La importancia del Corpus en Granada se debe en gran medida a los esfuerzos por cristianizar plenamente a la población después de los ocho siglos de presencia islámica. Los propios Reyes Católicos ya se esforzaron en asentar la festividad del Corpus, que pronto fue muy bien acogida por la población granadina. Los monarcas llegaron incluso a dejar un mandato expreso al Ayuntamiento de la ciudad para que invirtiera grandes sumas de dinero en organizar la fiesta.

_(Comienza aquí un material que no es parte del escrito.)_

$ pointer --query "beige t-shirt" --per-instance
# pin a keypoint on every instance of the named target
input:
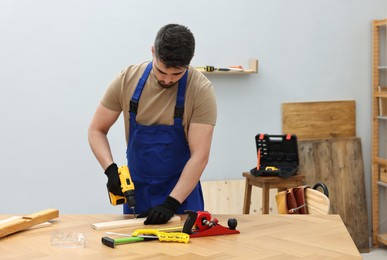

Popular y conocida es la frase atribuida a los monarcas con la que ordenaban a los granadinos a que en las fiestas del Corpus se divirtieran tanto “que parezcáis locos”.

La feria

A lo largo de la historia las fiestas han ido sufriendo lógicas variaciones. Así, si en un principio la fiesta se centraba en el día del Corpus, en el siglo XVII se adelanta también a la víspera y después se unió a la Feria Real de Ganado, configurándose con el paso de los años las fiestas tal y como hoy las conocemos. De hecho es reciente la configuración de la actual feria. Allá por el año 1880, la única feria que se celebraba en Granada era la del ganado, que se situaba en el Paseo del Violón y que daba comienzo a las seis de la mañana del día siguiente al jueves del Corpus con acompañamiento de cohetes y bandas de música. A esta feria de ganado acudían no sólo tratantes y ganaderos, sino también los granadinos ajenos a este mundo, pero que tomaban la jornada como un día de fiesta. Poco a poco esta feria de ganado fue convirtiéndose en motivo de fiestas y celebraciones, que se unían a los cultos religiosos en honor del Santísimo Sacramento.

En la edición de este año 2007 la portada reproduce el patio de los Leones de la Alhambra, en apoyo a la candidatura del monumento como una de las Nuevas Siete Maravillas del Mundo.

El primer día oficial de fiesta, se inaugura la feria con el protocolo habitual de acompañamiento de la Banda Municipal de Música, el castillo de fuegos artificiales y el encendido del Real de la Feria formado por 960.000 bombillas entre el recinto ferial, en Almanjáyar, y el centro de la ciudad, de las que 40.000 corresponden a la portada.

Durante estas fiestas del Corpus Christi, sale en procesión La Tarasca acompañada de cabezudos y gigantes. Se trata de una procesión en la que un Dragón soporta un maniquí vestido por un diseñador de moda marcando tendencia de la ropa que se lleva ese verano.